- Born: Paul Sneddon 1955 or 1956
- Died: 1 July 2026 (aged 70)
- Other name: Bob Doolally
- Spouse: Christine
- Children: 2

= Vladimir McTavish =

Scottish comedian (1955/1956–2026)

Paul Sneddon (1955 or 1956 – 1 July 2026), commonly known by his stage name Vladimir McTavish, was a Scottish stand-up comedian, columnist and actor. He featured in a number of television comedy programmes but was best known for his stand-up comedy, which included a character called Bob Doolally, a retired football manager turned alcoholic pundit.

== Career ==
His stand-up career started with shows he promoted himself, the first being in Newcastle-upon-Tyne. In 1994, he won the Strathmore Water Comedy Award; however, he did not receive the trophy until 2020. In 2015, he won the Scottish Comedy Awards Best Fringe Show, was nominated for a Comedy Award at Fringe World, Perth, Australia, and was a former BAFTA nominee. He featured on BBC Scotland's Comedy Underground, Gary: Tank Commander and Scot Squad, and also appeared on Frankie Boyle's Tramadol Nights and the BBC's Live Floor Show. He was a director of The Stand Comedy Club, which has venues in Glasgow, Edinburgh and Newcastle-upon-Tyne. He was awarded the Scottish Comedy Award Lifetime Achievement Award in 2019. He performed sell-out shows at the 2023 Edinburgh Fringe ("The End of the Beginning of the End") and repeated this in 2025 with a show called "The Last Chance Saloon".
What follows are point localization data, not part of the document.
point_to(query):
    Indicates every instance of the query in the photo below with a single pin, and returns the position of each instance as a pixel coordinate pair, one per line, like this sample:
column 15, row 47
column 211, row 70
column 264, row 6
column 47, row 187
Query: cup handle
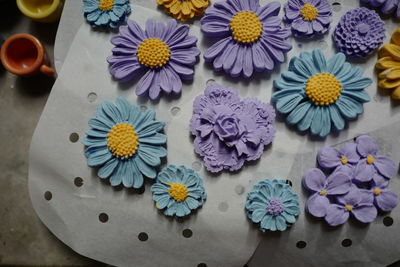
column 46, row 70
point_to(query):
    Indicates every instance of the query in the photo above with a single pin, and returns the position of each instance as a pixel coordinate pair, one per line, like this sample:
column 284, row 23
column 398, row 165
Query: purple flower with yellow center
column 308, row 18
column 358, row 203
column 371, row 162
column 164, row 51
column 252, row 38
column 322, row 187
column 343, row 159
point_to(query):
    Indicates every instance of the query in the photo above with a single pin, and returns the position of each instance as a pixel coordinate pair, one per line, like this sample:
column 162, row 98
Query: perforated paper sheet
column 222, row 236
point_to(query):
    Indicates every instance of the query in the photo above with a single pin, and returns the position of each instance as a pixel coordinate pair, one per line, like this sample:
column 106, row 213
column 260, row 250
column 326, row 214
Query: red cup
column 24, row 55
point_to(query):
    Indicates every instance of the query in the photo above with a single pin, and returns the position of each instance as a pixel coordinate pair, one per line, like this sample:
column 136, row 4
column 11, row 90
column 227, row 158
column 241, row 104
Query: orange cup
column 24, row 55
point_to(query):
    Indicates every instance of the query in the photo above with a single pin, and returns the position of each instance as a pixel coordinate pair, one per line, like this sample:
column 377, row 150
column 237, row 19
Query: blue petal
column 108, row 168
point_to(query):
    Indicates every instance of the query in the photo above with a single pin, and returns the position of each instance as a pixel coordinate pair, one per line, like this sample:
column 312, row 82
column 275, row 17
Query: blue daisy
column 125, row 143
column 178, row 191
column 272, row 204
column 109, row 13
column 320, row 95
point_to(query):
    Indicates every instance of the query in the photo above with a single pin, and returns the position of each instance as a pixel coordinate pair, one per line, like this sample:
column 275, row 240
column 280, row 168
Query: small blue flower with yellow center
column 125, row 143
column 273, row 205
column 111, row 13
column 178, row 190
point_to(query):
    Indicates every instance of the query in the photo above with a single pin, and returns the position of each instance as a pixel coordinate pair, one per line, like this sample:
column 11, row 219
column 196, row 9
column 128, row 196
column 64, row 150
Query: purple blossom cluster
column 356, row 184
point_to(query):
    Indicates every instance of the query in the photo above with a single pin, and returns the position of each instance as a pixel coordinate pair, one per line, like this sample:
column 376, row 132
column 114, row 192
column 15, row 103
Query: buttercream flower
column 229, row 131
column 165, row 51
column 385, row 6
column 389, row 64
column 371, row 162
column 252, row 38
column 184, row 9
column 359, row 33
column 308, row 17
column 109, row 13
column 322, row 187
column 320, row 95
column 125, row 143
column 273, row 205
column 384, row 199
column 343, row 159
column 358, row 203
column 178, row 191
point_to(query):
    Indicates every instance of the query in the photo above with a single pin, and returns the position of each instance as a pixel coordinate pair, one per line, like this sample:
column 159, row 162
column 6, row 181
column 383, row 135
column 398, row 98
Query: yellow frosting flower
column 184, row 9
column 389, row 63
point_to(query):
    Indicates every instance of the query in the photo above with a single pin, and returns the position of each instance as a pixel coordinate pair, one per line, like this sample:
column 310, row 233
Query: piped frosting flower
column 385, row 6
column 184, row 9
column 308, row 18
column 178, row 190
column 109, row 13
column 273, row 205
column 389, row 64
column 124, row 143
column 251, row 36
column 229, row 131
column 165, row 51
column 315, row 181
column 343, row 159
column 320, row 95
column 359, row 33
column 371, row 162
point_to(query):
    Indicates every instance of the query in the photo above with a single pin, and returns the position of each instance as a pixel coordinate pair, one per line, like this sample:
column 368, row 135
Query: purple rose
column 357, row 202
column 316, row 182
column 371, row 162
column 344, row 159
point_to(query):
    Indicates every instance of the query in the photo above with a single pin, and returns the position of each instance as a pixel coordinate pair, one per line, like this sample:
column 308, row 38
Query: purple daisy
column 358, row 203
column 359, row 32
column 315, row 181
column 371, row 162
column 385, row 6
column 252, row 38
column 308, row 18
column 165, row 51
column 230, row 131
column 343, row 159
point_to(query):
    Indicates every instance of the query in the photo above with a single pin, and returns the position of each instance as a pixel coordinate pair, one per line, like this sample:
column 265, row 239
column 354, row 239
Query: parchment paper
column 222, row 236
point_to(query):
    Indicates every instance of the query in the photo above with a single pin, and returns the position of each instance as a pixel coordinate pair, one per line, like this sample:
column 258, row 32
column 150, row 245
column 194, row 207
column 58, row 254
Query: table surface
column 24, row 240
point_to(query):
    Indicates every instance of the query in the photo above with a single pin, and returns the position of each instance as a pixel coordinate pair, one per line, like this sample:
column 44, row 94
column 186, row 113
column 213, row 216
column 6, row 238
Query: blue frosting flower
column 125, row 143
column 178, row 191
column 272, row 204
column 320, row 94
column 109, row 13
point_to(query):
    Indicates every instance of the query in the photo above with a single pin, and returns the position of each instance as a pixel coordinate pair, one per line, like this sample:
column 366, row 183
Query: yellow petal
column 396, row 93
column 387, row 63
column 396, row 37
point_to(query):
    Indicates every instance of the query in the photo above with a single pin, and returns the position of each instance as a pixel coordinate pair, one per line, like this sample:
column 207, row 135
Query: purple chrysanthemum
column 359, row 33
column 385, row 6
column 252, row 38
column 165, row 51
column 308, row 17
column 230, row 131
== Personal life and death ==
McTavish was married to Christine and had two daughters, Julia and Rosie. In a 2019 interview, McTavish said that he met his wife after doing a short comedy spot in an Edinburgh pub:

... a woman in the audience approached me and said: "I really enjoyed that. When you went on, I thought you were going to be shit." We are now married, and 22 years later, we are still together.

McTavish was diagnosed with cancer in 2026 and underwent chemotherapy. He died suddenly on 1 July 2026, aged 70. He had been due to perform at the Edinburgh Fringe in August 2026 with a show reflecting on his cancer treatment. The Stand Comedy Club announced his death in Glasgow and said he was "a much treasured and loved" part of the Scottish comedy circuit, stating "He made every green room brighter, every line-up funnier and the world a nicer place to live in." Comedians including Frankie Boyle, Tom Stade, Susan Calman, Greg McHugh and Phil Ellis paid tribute to him after his death.
On 15 July 2026, The Stand Comedy Club, in partnership with The List and The Comedy Unit, announced the McTavish Award established in Sneddon's memory, to be presented at The List Festival Awards during Edinburgh Fringe season and intended to "celebrate the talent and creativity of the Scottish comedy scene".